Deloitte Details Cybersecurity Challenges for Distributed Ledger TechnologyRyan Tucker
A new white paper from Deloitte highlights the threats that blockchain technology – also known as Distributed Ledger Technology (DLT) – faces on the cybersecurity front and suggests possible countermeasures. “Security considerations in relation to the cryptographic and immutable nature of blockchain technology include key management, the risk of an attacker overpowering a private blockchain, centralization of authority within the network, [and] privacy and the right to be forgotten,” the firm says.
For key management, the white paper notes there exist multiple well-established best practices for storing and transmitting private keys, such as secure hardware modules. However, cyberattackers have other ways of causing havoc, such as a denial-of-service (DOS) attack, which undermines the capability of processing transactions.

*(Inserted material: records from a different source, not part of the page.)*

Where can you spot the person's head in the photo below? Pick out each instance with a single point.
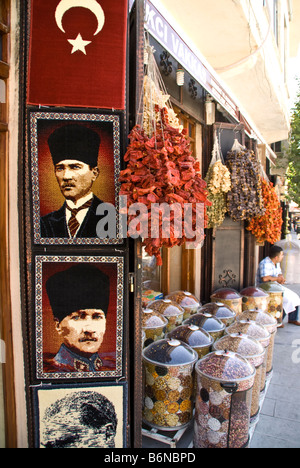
(74, 149)
(85, 419)
(276, 254)
(79, 298)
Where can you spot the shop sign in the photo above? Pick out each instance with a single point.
(163, 32)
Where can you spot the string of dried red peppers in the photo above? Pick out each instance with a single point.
(162, 170)
(268, 226)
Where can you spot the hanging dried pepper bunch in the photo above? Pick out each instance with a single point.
(218, 185)
(244, 201)
(160, 169)
(268, 226)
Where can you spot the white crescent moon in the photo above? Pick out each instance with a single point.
(91, 5)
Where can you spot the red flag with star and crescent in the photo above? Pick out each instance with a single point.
(77, 54)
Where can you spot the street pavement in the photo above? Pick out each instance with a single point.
(279, 421)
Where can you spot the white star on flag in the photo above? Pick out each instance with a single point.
(78, 44)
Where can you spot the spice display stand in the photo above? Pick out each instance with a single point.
(175, 439)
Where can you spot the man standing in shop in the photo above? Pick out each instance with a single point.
(269, 270)
(74, 149)
(79, 298)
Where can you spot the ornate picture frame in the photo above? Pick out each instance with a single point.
(81, 416)
(79, 317)
(74, 135)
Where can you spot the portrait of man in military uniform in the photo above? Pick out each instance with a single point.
(77, 315)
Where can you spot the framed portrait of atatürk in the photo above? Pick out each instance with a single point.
(93, 416)
(79, 317)
(74, 160)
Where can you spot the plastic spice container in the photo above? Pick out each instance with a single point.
(170, 310)
(229, 297)
(275, 291)
(168, 384)
(223, 402)
(186, 300)
(270, 323)
(209, 323)
(220, 311)
(259, 333)
(154, 325)
(254, 352)
(255, 298)
(197, 338)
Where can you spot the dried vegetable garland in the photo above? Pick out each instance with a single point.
(267, 228)
(244, 201)
(218, 185)
(160, 170)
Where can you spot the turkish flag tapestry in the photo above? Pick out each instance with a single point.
(77, 54)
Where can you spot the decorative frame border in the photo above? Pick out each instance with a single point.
(120, 346)
(106, 389)
(116, 118)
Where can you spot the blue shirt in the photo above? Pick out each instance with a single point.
(267, 268)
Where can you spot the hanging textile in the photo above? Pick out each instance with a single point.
(77, 53)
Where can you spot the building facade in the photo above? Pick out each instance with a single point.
(234, 57)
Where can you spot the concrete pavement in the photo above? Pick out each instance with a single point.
(279, 422)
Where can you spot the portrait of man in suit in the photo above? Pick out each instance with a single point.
(74, 149)
(75, 167)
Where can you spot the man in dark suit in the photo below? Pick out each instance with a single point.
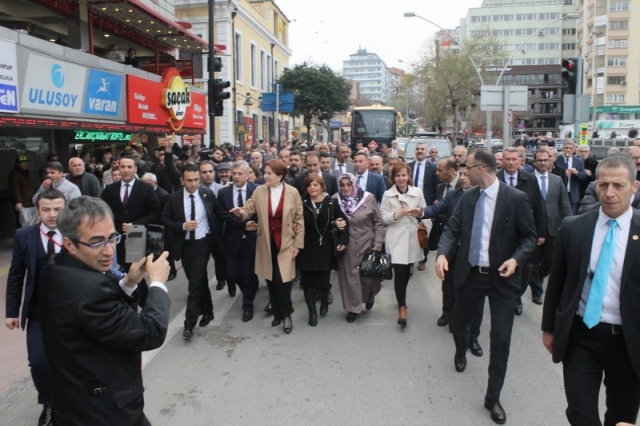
(573, 168)
(239, 242)
(369, 182)
(424, 176)
(188, 215)
(92, 331)
(513, 175)
(490, 234)
(557, 207)
(132, 202)
(590, 319)
(312, 165)
(32, 247)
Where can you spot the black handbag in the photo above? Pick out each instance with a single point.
(376, 264)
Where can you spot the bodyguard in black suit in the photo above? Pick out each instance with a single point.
(93, 332)
(490, 234)
(32, 247)
(590, 318)
(239, 239)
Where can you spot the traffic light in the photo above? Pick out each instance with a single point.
(219, 95)
(570, 75)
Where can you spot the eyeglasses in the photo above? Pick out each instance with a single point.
(100, 245)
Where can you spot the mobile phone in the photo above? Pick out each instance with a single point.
(155, 240)
(135, 244)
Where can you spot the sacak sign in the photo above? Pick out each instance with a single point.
(176, 98)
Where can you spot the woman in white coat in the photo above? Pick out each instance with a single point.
(401, 205)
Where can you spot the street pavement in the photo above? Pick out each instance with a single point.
(370, 372)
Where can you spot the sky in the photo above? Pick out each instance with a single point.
(328, 31)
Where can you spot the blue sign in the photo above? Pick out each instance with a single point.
(285, 102)
(8, 98)
(103, 93)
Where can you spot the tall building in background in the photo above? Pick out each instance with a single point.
(606, 32)
(514, 21)
(372, 75)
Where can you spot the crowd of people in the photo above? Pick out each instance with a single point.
(499, 224)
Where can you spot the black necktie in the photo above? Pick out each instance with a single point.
(192, 234)
(240, 202)
(51, 246)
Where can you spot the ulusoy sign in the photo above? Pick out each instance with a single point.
(52, 86)
(8, 77)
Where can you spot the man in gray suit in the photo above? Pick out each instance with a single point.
(557, 206)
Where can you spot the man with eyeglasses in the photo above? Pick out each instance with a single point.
(32, 247)
(93, 333)
(557, 207)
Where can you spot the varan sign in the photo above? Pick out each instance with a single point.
(176, 98)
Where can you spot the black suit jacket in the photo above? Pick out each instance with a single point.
(228, 231)
(528, 184)
(568, 274)
(27, 252)
(330, 183)
(429, 181)
(143, 207)
(93, 338)
(513, 235)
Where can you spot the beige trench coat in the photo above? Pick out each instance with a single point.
(291, 214)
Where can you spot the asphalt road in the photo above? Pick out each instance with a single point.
(367, 373)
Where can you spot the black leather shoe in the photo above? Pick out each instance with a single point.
(497, 412)
(460, 363)
(475, 347)
(206, 319)
(287, 325)
(443, 320)
(232, 289)
(46, 417)
(519, 306)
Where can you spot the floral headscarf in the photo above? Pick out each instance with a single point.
(349, 204)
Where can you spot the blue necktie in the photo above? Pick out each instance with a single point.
(599, 282)
(476, 231)
(417, 175)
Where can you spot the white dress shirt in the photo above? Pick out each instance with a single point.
(489, 210)
(611, 304)
(202, 229)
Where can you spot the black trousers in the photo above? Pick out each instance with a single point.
(400, 282)
(590, 354)
(502, 306)
(240, 270)
(279, 292)
(545, 257)
(195, 257)
(38, 360)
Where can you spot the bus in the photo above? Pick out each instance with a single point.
(375, 122)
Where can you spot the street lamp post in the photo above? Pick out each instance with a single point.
(413, 15)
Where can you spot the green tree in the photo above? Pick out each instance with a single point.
(319, 93)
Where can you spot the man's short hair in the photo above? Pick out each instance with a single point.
(485, 158)
(50, 194)
(55, 165)
(618, 160)
(87, 208)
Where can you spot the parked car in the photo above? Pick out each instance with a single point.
(443, 145)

“Where a ledger uses a proof-of-work [POW] consensus mechanism, an attacker (possibly an insider in one of the participating entities) could create a disproportionate number of nodes and then reverse blocks and amend historical transactions at will,” Deloitte says. For example, if each participant in a POW blockchain utilizes only 10 nodes, spinning up 1,000 nodes on Amazon could enable 100 blocks to be reversed. “For this reason, POW consensus is not recommended for permissioned blockchains,” says the firm. Consensus tools like Proof of Authority or Practical Byzantine Fault Tolerance ought to be deployed instead.

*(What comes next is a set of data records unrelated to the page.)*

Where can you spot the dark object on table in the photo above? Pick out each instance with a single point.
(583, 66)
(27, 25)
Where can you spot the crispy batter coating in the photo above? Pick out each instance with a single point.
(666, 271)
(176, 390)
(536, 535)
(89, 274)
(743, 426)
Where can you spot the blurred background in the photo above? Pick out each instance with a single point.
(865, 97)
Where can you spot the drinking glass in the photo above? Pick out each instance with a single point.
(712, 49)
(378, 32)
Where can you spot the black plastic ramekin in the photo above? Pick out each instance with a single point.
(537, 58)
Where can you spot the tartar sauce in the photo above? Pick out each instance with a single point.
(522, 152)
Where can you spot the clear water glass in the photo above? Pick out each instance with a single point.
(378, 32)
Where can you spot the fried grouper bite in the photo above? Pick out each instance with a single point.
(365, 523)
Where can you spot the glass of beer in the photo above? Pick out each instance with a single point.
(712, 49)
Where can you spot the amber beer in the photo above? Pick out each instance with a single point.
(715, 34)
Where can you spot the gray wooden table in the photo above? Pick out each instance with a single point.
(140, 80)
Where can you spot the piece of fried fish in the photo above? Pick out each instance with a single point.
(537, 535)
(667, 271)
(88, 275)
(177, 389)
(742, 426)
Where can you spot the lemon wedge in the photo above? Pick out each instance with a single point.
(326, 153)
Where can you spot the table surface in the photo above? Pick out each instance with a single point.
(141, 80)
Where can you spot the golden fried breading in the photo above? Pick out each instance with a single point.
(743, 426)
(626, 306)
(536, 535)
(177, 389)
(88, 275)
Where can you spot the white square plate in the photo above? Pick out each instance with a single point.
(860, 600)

In this context, centralization can prove highly vulnerable, because “compromising this authority can put the entire system at risk,” it adds. Therefore, when implementing permissioned blockchains, peers should operate in a decentralized network to limit this possibility.
Finally, there is the right to be forgotten – a requirement to remove data – something Deloitte says can be hard to implement on platforms where data is immutable. Sometimes it’s possible to prune a blockchain of blocks older than a set number of years. Another approach is to encrypt all data written to the chain.